Background: Tuina therapy (Tuina) is commonly utilized for managing knee osteoarthritis (KOA), yet the available evidence is limited. This study aimed to evaluate the effectiveness of Tuina compared to widely accepted manual physical therapy (mPT) for patients with KOA.


Methods: 
Between Oct 2019 and Oct 2021, patients with KOA (Kellgren-Lawrence score II or III) were randomly assigned in a 1:1 ratio to receive Tuina or mPT, with eight 20-min sessions over 3 weeks. Assessments were performed at baseline, week 4, 8, and 16. The primary outcome was the change of total Western Ontario and McMaster University Osteoarthritis Index (WOMAC) from baseline to week 4. Secondary outcomes included WOMAC subscales, knee pain measures, performance-based tests, quality-of-life measures, and safety assessments. Patients, evaluators, and statisticians were blinded to treatment group assignment. All main analyses were by intention-to-treat.


Results: 
Of the 140 patients allocated to Tuina or mPT, 127 completed the treatment. There was significant intervention × time interaction observed in the WOMAC-total (F(2, 266) = 3.87, P = 0.02), there was no statistically significant between groups at week 4 (between-group difference: -1.00, 95%CI: -5.33 to 3.33, P = 0.79, Bonferroni correction).

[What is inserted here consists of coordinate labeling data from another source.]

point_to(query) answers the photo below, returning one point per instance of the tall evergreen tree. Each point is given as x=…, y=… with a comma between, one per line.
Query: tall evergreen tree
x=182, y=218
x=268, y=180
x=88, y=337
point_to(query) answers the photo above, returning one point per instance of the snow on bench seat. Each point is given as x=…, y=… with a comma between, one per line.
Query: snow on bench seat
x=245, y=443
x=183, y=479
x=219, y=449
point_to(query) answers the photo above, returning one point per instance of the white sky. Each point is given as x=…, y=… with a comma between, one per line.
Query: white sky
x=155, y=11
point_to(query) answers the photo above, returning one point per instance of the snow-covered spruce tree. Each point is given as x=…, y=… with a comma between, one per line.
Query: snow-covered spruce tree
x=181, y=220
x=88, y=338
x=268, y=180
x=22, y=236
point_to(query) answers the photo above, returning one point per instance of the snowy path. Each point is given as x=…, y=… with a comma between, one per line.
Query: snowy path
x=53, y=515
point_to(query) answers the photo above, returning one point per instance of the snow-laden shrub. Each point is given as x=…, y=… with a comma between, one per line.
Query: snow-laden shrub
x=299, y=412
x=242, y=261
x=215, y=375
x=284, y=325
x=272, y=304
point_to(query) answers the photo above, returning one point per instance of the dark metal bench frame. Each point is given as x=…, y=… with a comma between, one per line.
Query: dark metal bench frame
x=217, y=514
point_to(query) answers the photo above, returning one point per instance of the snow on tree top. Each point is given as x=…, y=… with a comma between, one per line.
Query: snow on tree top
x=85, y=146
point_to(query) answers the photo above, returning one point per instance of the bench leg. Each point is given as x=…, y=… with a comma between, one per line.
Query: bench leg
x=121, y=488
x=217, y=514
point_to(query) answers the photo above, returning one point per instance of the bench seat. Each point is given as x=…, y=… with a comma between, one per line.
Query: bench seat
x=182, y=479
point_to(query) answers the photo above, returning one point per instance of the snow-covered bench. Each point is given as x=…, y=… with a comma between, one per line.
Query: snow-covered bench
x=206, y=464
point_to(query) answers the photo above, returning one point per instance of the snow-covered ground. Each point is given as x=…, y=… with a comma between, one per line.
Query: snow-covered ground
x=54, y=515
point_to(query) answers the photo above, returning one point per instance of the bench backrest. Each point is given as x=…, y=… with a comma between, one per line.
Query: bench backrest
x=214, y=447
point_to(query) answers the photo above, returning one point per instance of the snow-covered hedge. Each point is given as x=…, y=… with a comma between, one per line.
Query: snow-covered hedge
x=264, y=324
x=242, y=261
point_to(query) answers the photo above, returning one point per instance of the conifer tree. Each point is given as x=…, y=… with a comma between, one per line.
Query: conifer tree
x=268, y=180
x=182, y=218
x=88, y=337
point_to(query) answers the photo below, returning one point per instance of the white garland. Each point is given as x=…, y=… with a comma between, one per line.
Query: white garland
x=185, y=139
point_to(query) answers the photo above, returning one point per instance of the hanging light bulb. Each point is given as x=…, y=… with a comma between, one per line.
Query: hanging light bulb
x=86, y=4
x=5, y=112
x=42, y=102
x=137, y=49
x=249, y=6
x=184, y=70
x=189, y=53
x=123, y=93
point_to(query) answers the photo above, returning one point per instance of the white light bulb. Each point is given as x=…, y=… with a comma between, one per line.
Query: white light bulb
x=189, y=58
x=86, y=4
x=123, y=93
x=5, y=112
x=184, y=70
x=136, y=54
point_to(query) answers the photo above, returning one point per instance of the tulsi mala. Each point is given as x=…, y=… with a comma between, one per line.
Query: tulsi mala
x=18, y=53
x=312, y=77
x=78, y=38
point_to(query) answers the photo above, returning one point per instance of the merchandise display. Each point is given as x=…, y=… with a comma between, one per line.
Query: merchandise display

By week 8, Tuina showed significantly consistent improvement compared to mPT (between-group difference: -4.33, 95%CI: -8.34 to -0.31, P = 0.03, Bonferroni correction), whereas there were no statistically significant differences between groups at week 16 (between-group difference: 0.74, 95%CI: -3.67 to 5.15, P = 0.37, Bonferroni correction). Most secondary outcomes showed no significant between-group differences, except for the Timed Up and Go Test Time favoring mPT (0.94, 95%CI: 0.03 to 1.85, P = 0.04). No serious adverse events occurred. One patient in the mPT group took the medication and no patients received other therapies for KOA.


Conclusions: 
Tuina produced beneficial effectiveness similar to mPT in treating KOA.


Trial registration: 
NCT03966248, Registered on 29/05/2019, ClinicalTrials.gov.